Wrap tape around cracked eggshells

Easily one of the most inventive ideas for your shell-removal needs, using tape to peel an egg might just become your go-to hack. Before giving it a try, make sure you've allowed the eggs to cool down to room temperature. We suggest you use packing tape, as other kinds may lack the necessary adhesive strength or be overly sticky and ruin the egg altogether. Because this isn't the most delicate approach, one option is to let your fresh eggs age a week before attempting. Aged eggs are easier to separate because they have a weaker bond between the shell and membrane.

With tape wrapped around the entire eggshell, gently roll the eggs atop your kitchen counter using the palm of your hand. Applying just the right amount of pressure should crack the outer shell without damaging the egg white. After you've rolled it, the eggshell pieces should come off as you slowly peel the tape.

Shake egg inside glass of water to separate shell

While this might be the best way to peel an egg, it's arguably the most fun. All you need is a small glass cup and a bit of water. As demonstrated in a YouTube video from MicahMedia, it has to be done over your kitchen sink, because there's a good chance of making a wet mess. Holding the water-filled cup in your hand, place a boiled egg inside, and make sure your fingers cover the cup's opening. Next, shake, shake, and shake some more until the shell fragments. The pressure from water swishing back and forth loosens the egg from the shell's membrane.

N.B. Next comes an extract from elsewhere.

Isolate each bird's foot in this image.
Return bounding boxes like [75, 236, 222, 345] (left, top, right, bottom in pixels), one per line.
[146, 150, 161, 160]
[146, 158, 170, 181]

It's not the cleanest approach, but hey, a splash of cool water never hurt anyone. Fortunately, there's also a mess-free way to try this de-shelling technique: use tupperware. With the water secure inside of a container, you can shake it like a salt shaker without worry. It also allows you to use more than one egg at a time.

Roll the shell under your palm to loosen

One of the more common ways to easily peel and loosen hard-boiled eggshells is by rolling it on a flat surface under your palm. Make sure your eggs are at room temperature before trying, then place one on the kitchen counter, and apply careful pressure with your palm as you roll it back and forth. Doing so will gradually crack the eggshell into tiny fragments, making them easy to pick off. The pieces should end up small enough that the egg white isn't snagged away as you remove the shell.

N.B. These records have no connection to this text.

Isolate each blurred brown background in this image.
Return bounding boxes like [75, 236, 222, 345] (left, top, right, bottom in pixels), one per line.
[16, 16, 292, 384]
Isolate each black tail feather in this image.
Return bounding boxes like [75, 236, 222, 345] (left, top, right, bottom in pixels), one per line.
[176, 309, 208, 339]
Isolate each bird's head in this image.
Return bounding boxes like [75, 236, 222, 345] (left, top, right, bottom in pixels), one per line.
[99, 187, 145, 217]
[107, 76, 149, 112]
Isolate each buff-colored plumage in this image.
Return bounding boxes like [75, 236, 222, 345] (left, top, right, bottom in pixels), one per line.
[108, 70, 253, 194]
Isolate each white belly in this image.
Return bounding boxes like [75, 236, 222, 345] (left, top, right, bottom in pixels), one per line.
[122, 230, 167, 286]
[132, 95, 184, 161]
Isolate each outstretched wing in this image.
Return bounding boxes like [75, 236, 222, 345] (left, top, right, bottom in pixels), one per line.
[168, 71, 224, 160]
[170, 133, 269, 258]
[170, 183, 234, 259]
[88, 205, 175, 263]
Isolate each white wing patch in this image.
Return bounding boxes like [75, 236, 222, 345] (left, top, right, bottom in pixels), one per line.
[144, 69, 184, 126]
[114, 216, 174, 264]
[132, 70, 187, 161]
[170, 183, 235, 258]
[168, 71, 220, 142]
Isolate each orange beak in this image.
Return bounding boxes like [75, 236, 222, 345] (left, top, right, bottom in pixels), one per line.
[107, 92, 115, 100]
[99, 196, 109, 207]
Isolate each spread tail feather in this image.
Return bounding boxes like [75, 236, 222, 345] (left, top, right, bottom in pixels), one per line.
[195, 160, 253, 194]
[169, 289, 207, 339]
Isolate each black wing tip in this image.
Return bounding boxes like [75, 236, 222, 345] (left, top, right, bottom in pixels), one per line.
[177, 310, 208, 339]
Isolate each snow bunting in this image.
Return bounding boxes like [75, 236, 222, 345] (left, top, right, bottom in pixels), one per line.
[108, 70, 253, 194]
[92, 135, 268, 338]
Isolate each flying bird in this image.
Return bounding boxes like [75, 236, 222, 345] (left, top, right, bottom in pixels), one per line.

It goes without saying that the last thing anyone wants is a lumped up, uneven hard-boiled egg. While this method works great, depending on how many eggs your recipe requires, it may not be the quickest way. But when you have time on your hands to test out some culinary hacks, definitely give it a try.

Crack eggs on flat surface to avoid shell pieces

By now you may have already decided which eggshell-cracking hack suits your culinary style. But before you settle, try out Gordon Ramsay's super simple eggshell hack of choice: using a flat surface. While Ramsay doesn't specify which flat surface is recommended, we believe a cutting board is the best option for the purposes of a cleaner crack. Once you're finished, you can easily wash away any remnants of yolk in your kitchen sink.

If by some rare happenstance you don't own a cutting board, then a countertop is more than capable. It works the same as the frying pan method, except you should hold the egg no more than half a foot above the surface rather than a foot. Then let gravity do the rest. The height difference will crack the egg slightly, keeping the contents inside rather than releasing them onto your countertop. From there, you can easily crack the eggshell open into a mixing bowl.